What do NBC News producers do after they retire? Sandy Goodman has become a writer for The Huffington Post, where he has demonstrated how liberal they have been for years at NBC. His latest post denounces NPR in an "open letter" for taking 11 days to notice a leftist “Occupy Wall Street” protest on the air.

Goodman declared: “I've hated Ralph Nader ever since he was personally responsible for George W. Bush's election in 2000, but he and others sure are right when criticizing NPR for not covering the left and these protests (his phone call no doubt helped lead to NPR's belated coverage). If the Tea Party farts, that's news. But God forbid you should cover anything too far left of center.”

NPR ombudsman Edward Schumacher-Matos aroused Goodman’s ire when he wrote on Monday about leftist complaints that NPR was ignoring these leftist protests.
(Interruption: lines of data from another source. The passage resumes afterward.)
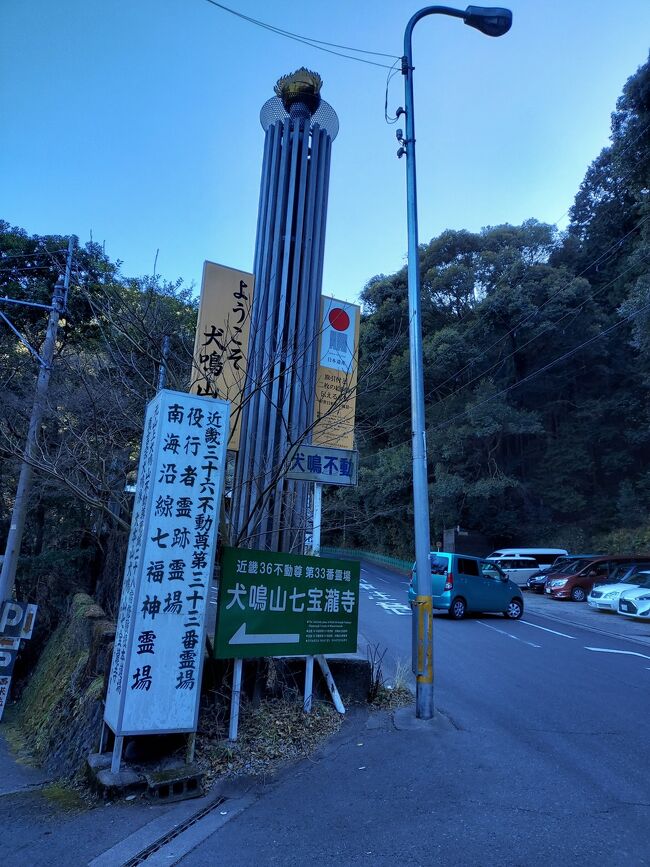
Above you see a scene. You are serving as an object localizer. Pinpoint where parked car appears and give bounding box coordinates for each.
[526,554,603,593]
[408,551,524,620]
[487,556,539,587]
[488,548,569,569]
[587,563,650,611]
[618,587,650,620]
[544,554,650,602]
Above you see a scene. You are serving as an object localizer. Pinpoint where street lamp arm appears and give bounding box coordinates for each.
[402,6,466,63]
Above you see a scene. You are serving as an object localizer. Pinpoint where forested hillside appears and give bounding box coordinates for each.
[0,56,650,629]
[327,56,650,555]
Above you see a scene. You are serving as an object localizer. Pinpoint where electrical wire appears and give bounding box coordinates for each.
[426,254,637,414]
[384,57,402,124]
[368,288,650,454]
[431,294,650,431]
[201,0,397,69]
[354,217,650,448]
[0,248,66,264]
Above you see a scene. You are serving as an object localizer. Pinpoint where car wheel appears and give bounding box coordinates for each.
[449,596,467,620]
[503,598,524,620]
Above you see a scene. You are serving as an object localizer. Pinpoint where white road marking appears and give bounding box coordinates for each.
[476,620,542,648]
[585,647,650,670]
[377,602,411,615]
[519,620,576,641]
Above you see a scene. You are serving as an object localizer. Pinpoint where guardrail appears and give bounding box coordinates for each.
[320,545,413,572]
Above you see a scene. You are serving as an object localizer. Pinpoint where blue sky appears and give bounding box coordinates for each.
[0,0,650,301]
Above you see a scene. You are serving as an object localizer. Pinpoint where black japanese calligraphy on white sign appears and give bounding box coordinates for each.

The ombudsman dutifully quoted Dick Meyer, the network’s executive editor: "The recent protests on Wall Street did not involve large numbers of people, prominent people, a great disruption or an especially clear objective."

Goodman was correct to be angry that NPR wanted some blood in the streets or broken windows before there was “news.” But neither NPR nor Goodman seems aware that tens of thousands of abortion foes march on Capitol Hill each January in a “March for Life,” which NPR routinely ignores. The NPR ombudsman ruled "the complaints have validity," but did not reflect on the notion of pro-Obama media bias, that perhaps protests are less newsworthy when they have the potential to embarrass a Democratic president.

He began: "What a disgraceful decision to have avoided coverage for so long, and having your ombudsman  try to mitigate that dopiness by noting that you covered the demonstrations via several AP print stories and blogs on your website. I thought you were in the radio business. I must have been mistaken."

Goodman approvingly quotes Glenn Greenwald suggesting the media are all pansies for corporate power. He concluded "The long-delayed protest coverage adds one more black mark to NPR's record, although I remain more than grateful to it as the only serious, authoritative, widely disseminated, long-form source of radio news in this benighted country."